Pitavastatin is more than 99% protein bound in human plasma, mainly to albumin and alpha 1-acid glycoprotein, and the mean volume of distribution is approximately 148 L.

Elimination

Metabolism

The principal route of pitavastatin metabolism is glucuronidation via liver uridine 5'-diphosphate glucuronosyltransferase (UGT) with subsequent formation of pitavastatin lactone. There is only minimal metabolism by the cytochrome P450 system. Pitavastatin is marginally metabolized by CYP2C9 and to a lesser extent by CYP2C8. The major metabolite in human plasma is the lactone, which is formed via an ester-type pitavastatin glucuronide conjugate by UGTs (UGT1A3 and UGT2B7).

Excretion

A mean of 15% of radioactivity of orally administered, single 32 mg 14C-labeled pitavastatin dose was excreted in urine, whereas a mean of 79% of the dose was excreted in feces within 7 days. The mean plasma elimination half-life is approximately 12 hours.

Specific Populations

Geriatric Patients

In a pharmacokinetic study which compared healthy young and geriatric (≥65 years) volunteers, pitavastatin Cmax and AUC were 10 and 30% higher, respectively, in the geriatric patients [see Use in Specific Populations (8.4)]

Pediatric Patients

A 12-week study in pediatric patients 8 to 16 years of age treated with pitavastatin 1 mg, 2 mg and 4 mg administered once daily, showed a dose- dependent increase in pitavastatin plasma concentrations at trough (for 2 mg and 4 mg doses) and 1 hour post dose. A dose-dependent increase in pitavastatin lactone plasma concentrations was observed at trough and 1 hour post dose.

Male and Female Patients

In a pharmacokinetic study, which compared healthy male and female volunteers, pitavastatin Cmax and AUC were 60 and 54% higher, respectively in females.

Racial or Ethnic Groups

In pharmacokinetic studies pitavastatin Cmax and AUC were 21 and 5% lower, respectively in Black or African American healthy volunteers compared with those of White healthy volunteers. In pharmacokinetic comparison between White volunteers and Japanese volunteers, there were no significant differences in Cmax and AUC.

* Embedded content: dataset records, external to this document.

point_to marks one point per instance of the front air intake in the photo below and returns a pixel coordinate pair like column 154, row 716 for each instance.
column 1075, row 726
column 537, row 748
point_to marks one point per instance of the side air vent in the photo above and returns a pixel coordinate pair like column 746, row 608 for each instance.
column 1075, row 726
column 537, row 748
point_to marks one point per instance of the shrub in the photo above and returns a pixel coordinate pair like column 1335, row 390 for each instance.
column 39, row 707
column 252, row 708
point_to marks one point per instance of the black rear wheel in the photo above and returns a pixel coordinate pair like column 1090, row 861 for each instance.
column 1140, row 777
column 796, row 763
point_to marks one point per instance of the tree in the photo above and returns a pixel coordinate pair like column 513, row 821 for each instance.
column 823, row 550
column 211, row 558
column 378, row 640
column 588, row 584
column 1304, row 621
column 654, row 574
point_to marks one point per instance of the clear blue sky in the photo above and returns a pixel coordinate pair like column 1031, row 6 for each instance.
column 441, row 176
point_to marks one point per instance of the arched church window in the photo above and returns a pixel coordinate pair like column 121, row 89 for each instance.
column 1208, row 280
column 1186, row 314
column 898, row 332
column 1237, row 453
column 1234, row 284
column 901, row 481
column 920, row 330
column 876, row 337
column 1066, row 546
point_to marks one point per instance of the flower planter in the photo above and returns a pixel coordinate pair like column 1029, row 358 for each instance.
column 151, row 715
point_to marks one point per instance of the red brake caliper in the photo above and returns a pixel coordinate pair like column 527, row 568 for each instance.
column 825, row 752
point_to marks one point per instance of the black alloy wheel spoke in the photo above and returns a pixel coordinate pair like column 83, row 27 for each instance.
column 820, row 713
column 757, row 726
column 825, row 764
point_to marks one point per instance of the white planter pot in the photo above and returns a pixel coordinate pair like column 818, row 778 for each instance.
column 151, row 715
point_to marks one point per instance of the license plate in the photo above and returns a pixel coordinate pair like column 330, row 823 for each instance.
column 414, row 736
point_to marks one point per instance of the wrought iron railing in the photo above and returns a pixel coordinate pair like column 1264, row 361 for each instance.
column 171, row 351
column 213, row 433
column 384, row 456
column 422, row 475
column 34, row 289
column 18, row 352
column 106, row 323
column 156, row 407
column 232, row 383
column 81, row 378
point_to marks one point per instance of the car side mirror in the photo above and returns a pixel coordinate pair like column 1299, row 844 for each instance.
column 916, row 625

Patients with Renal Impairment

In patients with moderate renal impairment (estimated glomerular filtration rate of 30 – 59 mL/min/1.73 m2) and end stage renal disease receiving hemodialysis, pitavastatin AUC0-inf is 102% and 86% higher than those of healthy volunteers, respectively, while pitavastatin Cmax is 60% and 40% higher than those of healthy volunteers, respectively. Patients received hemodialysis immediately before pitavastatin dosing and did not undergo hemodialysis during the pharmacokinetic study. Hemodialysis patients have 33% and 36% increases in the mean unbound fraction of pitavastatin as compared to healthy volunteers and patients with moderate renal impairment, respectively [see Use in Specific Populations (8.5)].

In another pharmacokinetic study, patients with severe renal impairment (estimated glomerular filtration rate 15 – 29 mL/min/1.73 m2) not receiving hemodialysis were administered a single dose of LIVALO 4 mg. The AUC0-inf and the Cmax were 36% and 18% higher, respectively, compared with those of healthy volunteers. For both patients with severe renal impairment and healthy volunteers, the mean percentage of protein-unbound pitavastatin was approximately 0.6% [see Use in Specific Populations (8.5)].

The effect of mild renal impairment on pitavastatin exposure has not been studied.

Patients with Hepatic Impairment

The disposition of pitavastatin was compared in healthy volunteers and patients with various degrees of hepatic impairment. Pitavastatin Cmax and AUCinf in patients with moderate hepatic impairment (Child-Pugh B disease) was 2.7-fold and 3.8-fold higher, respectively as compared to healthy volunteers. In patients with mild hepatic impairment (Child-Pugh A disease), pitavastatin Cmax and AUCinf were 30% and 60% higher as compared to healthy volunteers. Mean pitavastatin half-life for moderate hepatic impairment, mild hepatic impairment, and healthy volunteers were 15, 10, and 8 hours, respectively [see Contraindications (4), Warnings and Precautions (5.3)].

Drug Interaction Studies

Warfarin

The steady-state pharmacodynamics (international normalized ratio [INR] and prothrombin time [PT]) and pharmacokinetics of warfarin in healthy volunteers were unaffected by the coadministration of LIVALO 4 mg daily.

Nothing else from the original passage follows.